Martian é uma ótima ferramenta para usar se você quiser:
Aproveitando a compilação cruzada do Go, o Martian pode ser implantado em qualquer lugar que o Go possa segmentar.
v3.0.0
Go 1.11
O Martian Proxy adicionou suporte a Go Modules desde a v3.0.0. Se você usa uma versão do Go que não suporta módulos, isso vai quebrar.
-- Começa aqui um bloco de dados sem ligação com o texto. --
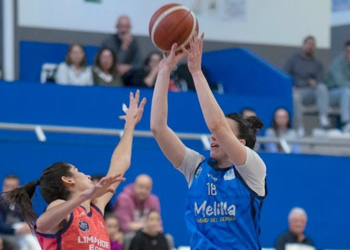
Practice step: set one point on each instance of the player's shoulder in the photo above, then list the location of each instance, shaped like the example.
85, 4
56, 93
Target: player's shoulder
55, 203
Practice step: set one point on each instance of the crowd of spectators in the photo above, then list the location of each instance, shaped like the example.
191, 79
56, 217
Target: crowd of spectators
133, 223
118, 63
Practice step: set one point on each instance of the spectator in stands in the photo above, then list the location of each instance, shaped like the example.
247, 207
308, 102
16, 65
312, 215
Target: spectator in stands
15, 232
134, 203
150, 238
145, 76
104, 71
114, 233
308, 88
338, 82
297, 219
248, 112
125, 45
74, 71
281, 128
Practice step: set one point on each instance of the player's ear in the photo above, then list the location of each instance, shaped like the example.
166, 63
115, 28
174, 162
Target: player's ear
67, 181
242, 141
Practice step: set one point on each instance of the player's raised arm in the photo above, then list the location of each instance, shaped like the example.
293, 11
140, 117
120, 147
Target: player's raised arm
213, 115
170, 144
121, 157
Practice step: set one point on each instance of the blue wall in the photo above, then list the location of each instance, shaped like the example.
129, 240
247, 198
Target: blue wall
96, 106
317, 183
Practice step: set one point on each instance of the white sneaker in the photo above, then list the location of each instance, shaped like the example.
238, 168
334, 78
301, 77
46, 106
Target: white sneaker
301, 132
324, 121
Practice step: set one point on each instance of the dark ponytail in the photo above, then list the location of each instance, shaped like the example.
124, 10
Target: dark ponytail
256, 124
22, 196
248, 128
51, 188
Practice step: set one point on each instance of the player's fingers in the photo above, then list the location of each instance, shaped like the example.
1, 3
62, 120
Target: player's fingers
142, 104
137, 96
185, 51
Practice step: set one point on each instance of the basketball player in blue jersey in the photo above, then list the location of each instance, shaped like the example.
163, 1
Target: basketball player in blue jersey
226, 191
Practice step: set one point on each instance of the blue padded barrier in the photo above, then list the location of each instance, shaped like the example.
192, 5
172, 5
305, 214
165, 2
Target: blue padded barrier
319, 184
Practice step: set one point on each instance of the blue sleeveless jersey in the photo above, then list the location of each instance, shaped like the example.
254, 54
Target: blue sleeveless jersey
222, 211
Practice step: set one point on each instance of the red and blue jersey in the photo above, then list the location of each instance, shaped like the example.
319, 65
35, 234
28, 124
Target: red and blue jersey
85, 231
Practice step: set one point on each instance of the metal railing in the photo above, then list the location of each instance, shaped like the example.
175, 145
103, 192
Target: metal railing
39, 130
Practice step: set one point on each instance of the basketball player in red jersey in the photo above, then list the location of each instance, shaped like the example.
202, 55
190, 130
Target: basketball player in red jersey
74, 216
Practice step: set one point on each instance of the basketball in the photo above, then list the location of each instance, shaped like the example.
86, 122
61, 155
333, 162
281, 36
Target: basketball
172, 23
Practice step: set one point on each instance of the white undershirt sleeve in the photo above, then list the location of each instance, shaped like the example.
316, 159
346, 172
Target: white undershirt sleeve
253, 172
191, 161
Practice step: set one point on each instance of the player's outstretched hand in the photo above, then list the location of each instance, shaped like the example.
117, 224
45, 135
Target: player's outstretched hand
103, 186
170, 60
133, 114
194, 54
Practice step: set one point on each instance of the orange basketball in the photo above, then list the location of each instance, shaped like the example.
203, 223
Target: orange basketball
172, 23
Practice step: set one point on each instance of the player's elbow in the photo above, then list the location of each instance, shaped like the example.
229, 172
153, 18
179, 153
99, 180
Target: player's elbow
214, 127
42, 226
157, 128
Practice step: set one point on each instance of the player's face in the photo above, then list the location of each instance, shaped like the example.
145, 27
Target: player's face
153, 222
216, 151
309, 46
112, 226
76, 55
123, 26
106, 60
297, 224
348, 53
10, 184
81, 180
142, 189
281, 118
249, 113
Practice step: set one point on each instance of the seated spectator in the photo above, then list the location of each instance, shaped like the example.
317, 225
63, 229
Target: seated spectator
125, 45
150, 238
134, 203
15, 232
338, 82
74, 71
145, 76
294, 236
104, 71
248, 112
308, 88
281, 128
115, 235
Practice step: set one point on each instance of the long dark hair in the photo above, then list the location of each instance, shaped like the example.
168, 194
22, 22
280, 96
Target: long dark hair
69, 60
51, 188
247, 128
113, 70
274, 125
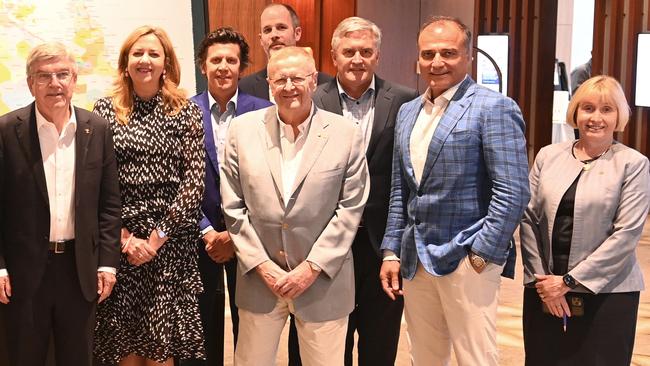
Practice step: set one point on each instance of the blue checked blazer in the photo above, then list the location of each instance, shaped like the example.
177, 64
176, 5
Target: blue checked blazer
474, 186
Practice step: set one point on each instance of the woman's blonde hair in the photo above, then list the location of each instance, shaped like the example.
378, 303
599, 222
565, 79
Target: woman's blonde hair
174, 99
606, 87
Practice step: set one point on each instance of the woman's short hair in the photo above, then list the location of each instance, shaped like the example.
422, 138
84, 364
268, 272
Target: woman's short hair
174, 99
49, 52
606, 87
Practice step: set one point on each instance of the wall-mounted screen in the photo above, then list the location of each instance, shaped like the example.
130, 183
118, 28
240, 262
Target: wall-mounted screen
495, 45
642, 93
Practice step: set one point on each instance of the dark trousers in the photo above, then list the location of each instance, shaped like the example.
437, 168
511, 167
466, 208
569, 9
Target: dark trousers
59, 308
604, 336
212, 307
293, 347
376, 318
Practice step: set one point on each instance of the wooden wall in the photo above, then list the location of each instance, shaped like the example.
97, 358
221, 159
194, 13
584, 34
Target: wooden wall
400, 22
616, 25
318, 19
531, 25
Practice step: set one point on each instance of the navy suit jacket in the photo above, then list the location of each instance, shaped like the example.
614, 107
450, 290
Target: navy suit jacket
389, 98
211, 204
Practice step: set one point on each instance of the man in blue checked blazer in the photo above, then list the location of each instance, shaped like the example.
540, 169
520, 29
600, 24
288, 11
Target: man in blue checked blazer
459, 188
222, 55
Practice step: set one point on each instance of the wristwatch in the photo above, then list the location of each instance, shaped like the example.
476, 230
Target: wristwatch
570, 281
479, 263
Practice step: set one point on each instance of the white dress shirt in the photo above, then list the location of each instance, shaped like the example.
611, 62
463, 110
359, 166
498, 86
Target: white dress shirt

A última versão sem suporte a Go Modules foi a v2.1.0.
O Martian Proxy pode ser instalado usando go install
go get github.com/google/martian/ && \
go install github.com/google/martian/cmd/proxy
Supondo que você tenha instalado o Martian, executar o proxy é tão simples quanto
$GOPATH/bin/proxy
Se você quiser ver logs do sistema enquanto o Martian está em execução, passe a flag de verbosidade:
$GOPATH/bin/proxy -v=2
Por padrão, o Martian será executado na porta 8080, e a API do Martian será executada na 8181. A porta pode ser especificada via flags:
$GOPATH/bin/proxy -addr=:9999 -api-addr=:9898
Para registro de requisições e respostas, um modifier de logging está disponível ou logs HAR estão disponíveis se a flag -har for usada.
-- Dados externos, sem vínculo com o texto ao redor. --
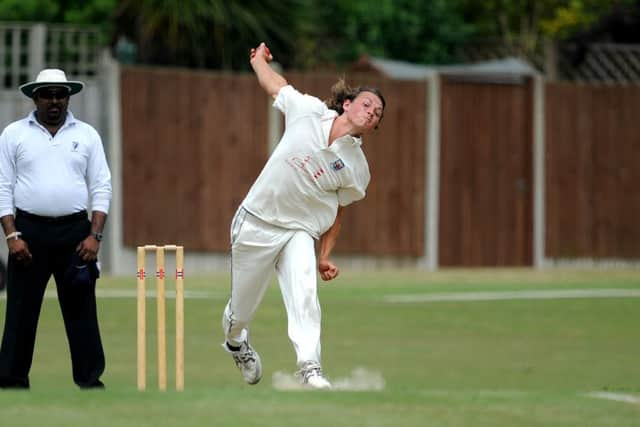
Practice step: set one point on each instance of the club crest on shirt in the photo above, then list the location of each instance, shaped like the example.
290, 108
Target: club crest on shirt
337, 165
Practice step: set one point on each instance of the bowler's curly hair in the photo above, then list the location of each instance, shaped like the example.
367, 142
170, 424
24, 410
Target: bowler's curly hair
341, 91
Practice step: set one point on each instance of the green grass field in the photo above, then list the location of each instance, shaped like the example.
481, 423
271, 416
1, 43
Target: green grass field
493, 362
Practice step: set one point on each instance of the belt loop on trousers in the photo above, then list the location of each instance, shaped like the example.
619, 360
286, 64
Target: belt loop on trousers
52, 219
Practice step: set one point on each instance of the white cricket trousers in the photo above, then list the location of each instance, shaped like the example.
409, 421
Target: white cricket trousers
257, 248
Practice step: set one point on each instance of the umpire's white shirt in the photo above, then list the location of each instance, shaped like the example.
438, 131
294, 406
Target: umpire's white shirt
305, 179
53, 175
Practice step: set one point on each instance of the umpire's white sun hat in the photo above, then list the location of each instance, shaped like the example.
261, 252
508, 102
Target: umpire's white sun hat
51, 77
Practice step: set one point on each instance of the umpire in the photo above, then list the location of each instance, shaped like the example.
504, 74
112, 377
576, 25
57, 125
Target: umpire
52, 169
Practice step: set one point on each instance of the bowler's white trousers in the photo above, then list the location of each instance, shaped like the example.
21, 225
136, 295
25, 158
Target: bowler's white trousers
257, 248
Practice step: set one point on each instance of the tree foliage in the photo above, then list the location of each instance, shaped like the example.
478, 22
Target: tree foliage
411, 30
205, 33
308, 34
523, 24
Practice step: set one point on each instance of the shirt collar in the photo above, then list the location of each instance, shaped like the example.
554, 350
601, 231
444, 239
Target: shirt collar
327, 119
70, 119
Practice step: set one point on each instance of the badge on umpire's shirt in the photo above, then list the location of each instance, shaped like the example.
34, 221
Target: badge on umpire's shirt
337, 165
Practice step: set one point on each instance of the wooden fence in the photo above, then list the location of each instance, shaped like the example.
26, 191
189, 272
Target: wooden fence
593, 171
486, 174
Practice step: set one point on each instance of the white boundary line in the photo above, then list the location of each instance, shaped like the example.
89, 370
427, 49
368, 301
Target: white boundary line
514, 295
618, 397
406, 298
132, 293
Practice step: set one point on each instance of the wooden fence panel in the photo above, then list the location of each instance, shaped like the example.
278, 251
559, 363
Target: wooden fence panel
192, 145
593, 170
486, 174
390, 220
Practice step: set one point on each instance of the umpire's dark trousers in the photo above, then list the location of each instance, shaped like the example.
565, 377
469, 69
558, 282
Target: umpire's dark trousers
52, 242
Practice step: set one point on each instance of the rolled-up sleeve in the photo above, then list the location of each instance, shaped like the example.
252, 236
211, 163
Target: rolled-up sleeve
7, 173
98, 176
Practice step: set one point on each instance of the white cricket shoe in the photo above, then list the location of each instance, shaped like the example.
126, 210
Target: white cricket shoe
248, 361
310, 375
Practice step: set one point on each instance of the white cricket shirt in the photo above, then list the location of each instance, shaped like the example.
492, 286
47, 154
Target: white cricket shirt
305, 179
53, 175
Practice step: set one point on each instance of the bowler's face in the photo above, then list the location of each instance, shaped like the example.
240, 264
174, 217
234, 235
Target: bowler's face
51, 104
365, 111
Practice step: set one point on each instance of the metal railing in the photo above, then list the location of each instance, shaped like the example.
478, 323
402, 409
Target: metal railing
27, 48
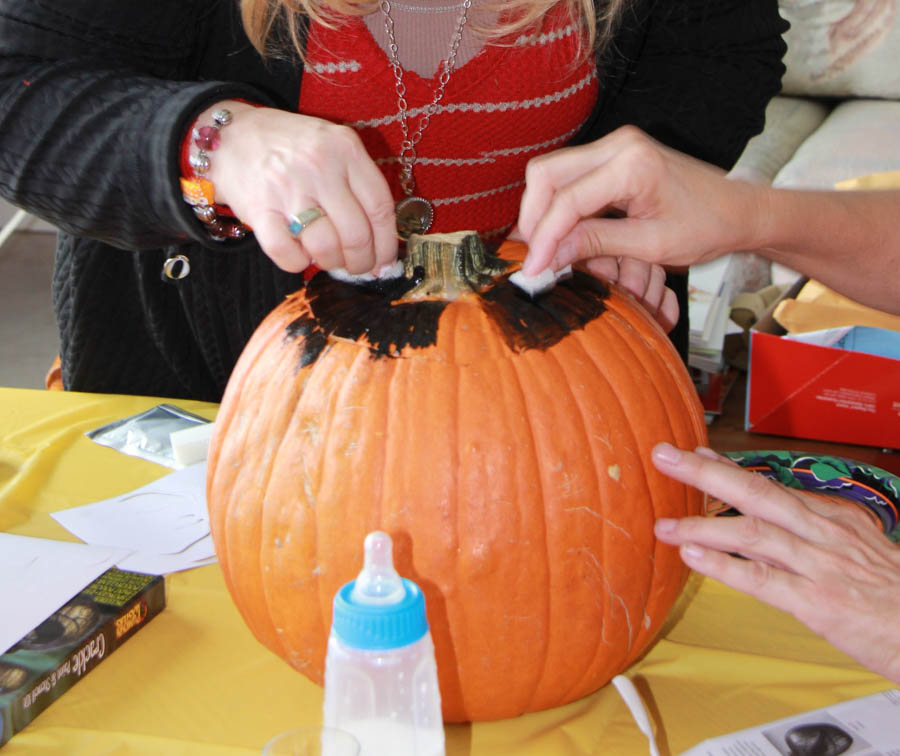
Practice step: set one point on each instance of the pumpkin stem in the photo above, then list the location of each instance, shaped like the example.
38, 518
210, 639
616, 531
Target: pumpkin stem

Para habilitar o registro HAR no Martian, chame o binário com a flag -har:
$GOPATH/bin/proxy -har
Se a flag -har foi habilitada, dois endpoints relacionados a HAR estarão disponíveis:
GET http://martian.proxy/logs
Irá recuperar o log HAR de todas as requisições e respostas vistas pelo proxy desde o último reset.
DELETE http://martian.proxy/logs/reset
Irá redefinir o log HAR em memória. Observe que o log crescerá indefinidamente a menos que seja reiniciado periodicamente.
Uma vez que o Martian está em execução, você precisa configurar seu comportamento. Sem configuração, o Martian apenas faz proxy sem fazer nada nas requisições ou respostas. Se habilitado, o registro ocorrerá sem configuração adicional.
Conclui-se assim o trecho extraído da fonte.